I have brought two Nvidia RTX 4000 ada SFF Chips to work on a compute-intensive project. Is it possible to connect both to work as a single unit or something near, I have heard that both SLI and NVLink are stopped for RTX 4000 series, Is there any alternative or is there any way to connect to the mother board? Also Is it possible to chip in two cards as both are quite big in size?
Hi, no, this is not possible. IIRC 4000 claass GPUs never supported NVlink. SLi was an outdated, Scanoutbuffer-only connection between 2 GPUs, NVlink is a much faster, and generally usable link between 2 GPUs. we feature that on our compute focussd highest end chips, and used to on the high end gfx chips like RTX6000/8000 or RTX A6000. but no more on RTX 6000 ada. And explicitly not on your RTX 4000SFF Ada.
It would not make 2 GPUs just look like one, but only allow for fast transfers of any data between 2 GPUs, so could help overcome limits of when a single GPUs framebuffer was too small for the job.
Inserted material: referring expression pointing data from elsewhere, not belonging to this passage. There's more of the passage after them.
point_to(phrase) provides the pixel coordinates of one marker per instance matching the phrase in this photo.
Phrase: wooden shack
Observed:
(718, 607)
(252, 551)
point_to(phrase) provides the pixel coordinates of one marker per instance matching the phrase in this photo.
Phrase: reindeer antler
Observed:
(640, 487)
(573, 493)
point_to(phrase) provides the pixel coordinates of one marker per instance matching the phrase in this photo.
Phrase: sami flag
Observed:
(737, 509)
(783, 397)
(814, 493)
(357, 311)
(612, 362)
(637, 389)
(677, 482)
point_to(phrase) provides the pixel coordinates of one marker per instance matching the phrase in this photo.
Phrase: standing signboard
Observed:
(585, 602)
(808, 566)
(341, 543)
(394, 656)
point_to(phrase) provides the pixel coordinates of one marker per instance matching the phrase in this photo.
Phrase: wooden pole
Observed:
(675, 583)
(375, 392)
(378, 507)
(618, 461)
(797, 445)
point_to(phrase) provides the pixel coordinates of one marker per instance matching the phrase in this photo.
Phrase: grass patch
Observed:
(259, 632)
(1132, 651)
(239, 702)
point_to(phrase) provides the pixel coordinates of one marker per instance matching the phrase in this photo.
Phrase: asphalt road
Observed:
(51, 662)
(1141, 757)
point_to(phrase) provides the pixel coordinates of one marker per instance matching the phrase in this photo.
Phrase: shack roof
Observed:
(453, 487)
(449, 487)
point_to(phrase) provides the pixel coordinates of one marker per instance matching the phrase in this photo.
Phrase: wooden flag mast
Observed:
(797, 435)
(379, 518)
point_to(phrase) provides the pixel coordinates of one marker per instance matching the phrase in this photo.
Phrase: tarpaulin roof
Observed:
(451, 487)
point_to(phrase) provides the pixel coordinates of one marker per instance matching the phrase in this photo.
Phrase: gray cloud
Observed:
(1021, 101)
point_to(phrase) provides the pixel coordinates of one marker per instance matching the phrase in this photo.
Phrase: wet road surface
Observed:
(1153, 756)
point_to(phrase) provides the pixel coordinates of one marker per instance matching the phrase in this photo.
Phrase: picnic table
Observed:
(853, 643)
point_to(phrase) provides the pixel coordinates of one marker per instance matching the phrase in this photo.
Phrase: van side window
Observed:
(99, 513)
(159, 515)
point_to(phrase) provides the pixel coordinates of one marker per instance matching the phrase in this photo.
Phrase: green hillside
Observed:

But there always is PCIe, and its gotten faster since we invented SLi as well as NVlink. so you can always copy data between 2 GPUs via PCIe, gen4 with the RTX 4000SFF ada. If you are not limited by the size of framebuffer of a single GPU (in which case going for a single bigger GPU would have been the way to go really), you should seek to parallelize your compute job, so both GPUs can contribute to the compute, with full dataset in each framebuffer, rather than thinking NVlink would make it ‘a single GPU’.